President of the New Jersey Provincial Council
- In office 1736–1747
- Preceded by: John Anderson
- Succeeded by: John Reading

Member of the New Jersey Provincial Council for the Western Division
- In office June 15, 1713 – 1747

Personal details
- Born: c. 1681
- Died: 1747 Perth Amboy, Middlesex County, Province of New Jersey
- Resting place: Perth Amboy
- Spouse: Elizabeth de Peyster
- Children: Stephen Hamilton

= John Hamilton (New Jersey politician) =

American politician

John Hamilton (c. 1681–1747) was an American politician from the colonial period who served as acting governor of the Province of New Jersey from 1736–1738, and from 1746–1747.

==Career==
The son of Andrew Hamilton, proprietary governor of both East New Jersey and West New Jersey, John Hamilton was first appointed to the New Jersey Provincial Council on June 15, 1713 during the administration of Governor Robert Hunter. Although a resident of Perth Amboy, in the Eastern Division of the province, Hamilton was appointed to a Western Division seat. He remained on the council through the administrations of governors William Burnet, John Montgomerie, Sir William Cosby and Lewis Morris.
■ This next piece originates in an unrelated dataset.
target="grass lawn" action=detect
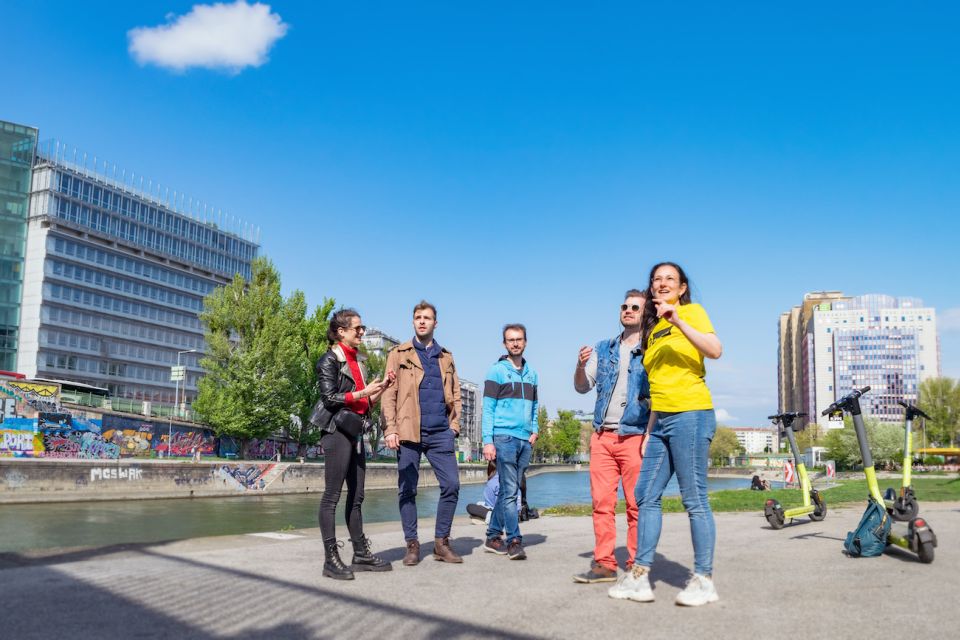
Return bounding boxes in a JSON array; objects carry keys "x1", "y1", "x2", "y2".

The senior councillor actually residing in New Jersey would, by virtue of his seniority, be president of council. Hamilton became president after the death of John Anderson on March 28, 1736. Anderson had been acting governor for 18 days, since the March 10 death of Governor Cosby; John Hamilton thus became acting governor, and served until 1738, when Governor Lewis Morris took office.

In 1735 John Hamilton was appointed an assistant judge of the New Jersey Supreme Court. In 1740 he was appointed a commissioner to settle the boundary between Rhode Island and Massachusetts. He was again acting governor after the death of Morris in 1746.

John Hamilton died in 1747 in Perth Amboy.